友だち2人と誘い合わせて、火曜日に信楽のミホミュージアムに「若冲ワンダーランド」展をみにいってきました。 JR石山駅(滋賀県)からバスで50分もかかる山の中にポツンとある美術館なので、6時30分に起きだして、すっかり遠足気分♪ ところが、早く着きすぎてバス停近くでぼんやり時間つぶしをしていたら、突如、外国人の団体さんが現れ、ミュージアム行きバス停に一気に行列!? 30人以上はいる…ええ~、朝一番のバスなのにッ! 平日なのにッ! あのぐにゃぐにゃの山道ルートで50分間立ちっぱなしなの~(泣)と焦りましたが、半分くらい行ったところの車庫でバスを増発してくれたので後半は座れました。 ホッ。

10.27若冲展

山の中は空気が澄んでいて、秋晴れで気持ちいい。 広大な敷地で、気分ものびのびします。

10.27ミホミュージアム

エントランスのこのトンネルがすごくSF的でかっこいい。 ミホミュージアムに来るのは2度目だけどワクワクします。 このトンネルを満喫したくて、電気自動車を待たずに徒歩で美術館へ向かいます。 とにかく広いので、エントランスから美術館まで数分かかります。

10.27ミホミュージアム2

トンネルを抜けると、真正面に美術館の入口が見えます。 妙に和っぽい入口のデザインが、いかにも宗教的な雰囲気を醸しだしているような。 建物はスッキリと明るくてモダンですが、トンネルほどのインパクトはありません。

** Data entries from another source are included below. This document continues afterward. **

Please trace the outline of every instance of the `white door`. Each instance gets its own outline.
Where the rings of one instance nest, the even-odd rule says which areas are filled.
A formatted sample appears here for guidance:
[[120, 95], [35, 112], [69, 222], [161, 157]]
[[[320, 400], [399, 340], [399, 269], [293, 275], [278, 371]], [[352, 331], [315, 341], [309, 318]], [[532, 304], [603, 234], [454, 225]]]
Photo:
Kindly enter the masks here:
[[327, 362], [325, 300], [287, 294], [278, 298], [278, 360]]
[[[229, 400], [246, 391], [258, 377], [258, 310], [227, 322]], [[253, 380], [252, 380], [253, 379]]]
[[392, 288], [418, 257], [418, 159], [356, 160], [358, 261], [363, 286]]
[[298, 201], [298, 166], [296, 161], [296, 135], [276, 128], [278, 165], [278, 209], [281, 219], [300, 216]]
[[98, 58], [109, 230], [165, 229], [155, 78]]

さて展覧会ですが、展示数はそれほど多くありませんが、予想以上によかったです。 大胆な筆遣いの墨絵から色鮮やかな彩色画、ブームの発端ともなったドット画のようなプライスコレクション「鳥獣花木図屏風」、現代的なセンスの版画までバラエティ豊かで、驚くほど多面的な若冲ワールドに触れられて満足しました。 若冲ってあまりにもブームで、天の邪鬼なワタシは流行りものに無理やりでも背を向けたいところなんですが、若冲さん、やっぱり楽しいです、ハイ。 初公開となる新発見の「象と鯨図屏風」も迫力ありました。 パンフレットでみたときはたいしていいと思わなかったのですが、迷いのない筆で一気に描かれた巨大な屏風絵を眼前にして、そのスケールの大きさに圧倒されるとともに(これを80歳で描いたなんて!)、なにやら冗談めかしたような象の描き方にニヤリとさせられました。 一昨年、相国寺で展示された「動植綵絵」に感動したのですが、あの執拗な、ほとんど病的なほどの細密さとはまったく対極にある世界。 同じ人が描いたとは思えないほどです。

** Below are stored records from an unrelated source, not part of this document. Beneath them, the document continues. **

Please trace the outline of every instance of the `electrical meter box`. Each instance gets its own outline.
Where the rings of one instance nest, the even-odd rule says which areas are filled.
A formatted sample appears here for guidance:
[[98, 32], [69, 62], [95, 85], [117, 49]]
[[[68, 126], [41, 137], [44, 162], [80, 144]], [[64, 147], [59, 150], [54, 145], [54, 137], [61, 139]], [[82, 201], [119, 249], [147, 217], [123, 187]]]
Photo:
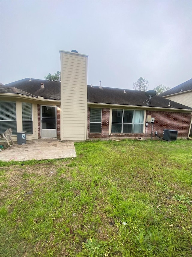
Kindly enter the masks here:
[[151, 115], [147, 115], [147, 122], [151, 122]]

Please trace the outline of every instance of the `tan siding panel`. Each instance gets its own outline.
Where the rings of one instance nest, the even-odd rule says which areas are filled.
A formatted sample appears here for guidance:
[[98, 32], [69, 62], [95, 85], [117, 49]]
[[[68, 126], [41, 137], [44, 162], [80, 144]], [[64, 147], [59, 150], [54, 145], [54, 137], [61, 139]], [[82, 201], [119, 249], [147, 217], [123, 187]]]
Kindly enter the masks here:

迷いに迷った末に、ものすごく分厚くて重い図録を購入。 3000円也。 この展覧会は6期に細かく分かれていて展示替えが激しいのですが、図録を眺めてみたところ、ブームになるよりずっと前に高島屋でみた「伊藤若冲展」に出ていたものとかなり重複していることがわかりました。 ちょうどいまの期間の展示作品はほとんどが初めてみるものだったのでラッキーでした。 しばらく図録で楽しめるわ。

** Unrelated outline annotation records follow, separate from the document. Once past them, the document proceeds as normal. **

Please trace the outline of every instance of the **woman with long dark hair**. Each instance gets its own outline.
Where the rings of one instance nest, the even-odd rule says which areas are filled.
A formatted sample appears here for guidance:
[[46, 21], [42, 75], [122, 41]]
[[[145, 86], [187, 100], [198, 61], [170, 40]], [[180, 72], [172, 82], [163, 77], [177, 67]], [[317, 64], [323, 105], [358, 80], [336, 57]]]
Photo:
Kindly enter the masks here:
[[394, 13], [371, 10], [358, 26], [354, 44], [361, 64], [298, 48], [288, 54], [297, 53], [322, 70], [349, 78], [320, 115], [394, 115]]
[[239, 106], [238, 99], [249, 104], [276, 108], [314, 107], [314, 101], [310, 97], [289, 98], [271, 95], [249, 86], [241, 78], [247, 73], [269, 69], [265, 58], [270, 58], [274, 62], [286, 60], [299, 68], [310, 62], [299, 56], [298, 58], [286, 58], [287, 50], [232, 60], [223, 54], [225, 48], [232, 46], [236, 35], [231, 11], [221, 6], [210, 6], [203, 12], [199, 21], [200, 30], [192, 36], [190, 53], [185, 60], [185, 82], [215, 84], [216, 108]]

エントランス横のレストランで食事を済ませて、秋期企画展「オクサスのほとりより 東西文明の架け橋・古代中央アジア」と常設展をぶらぶら。 その後、再び若冲を眺めて、結局コーヒーを飲む時間もないまま、終バスより1本早いバスで帰途に。 結局、朝一番の10時から夕方16時まで美術館に滞在、ほんとうに遠足の一日でした。

10.27ミホミュージアム3

もう紅葉が始まっていました。 緑からオレンジ・赤へのグラデーションがとてもきれいでした。 コンパクトデジカメではきれいに撮れてませんが。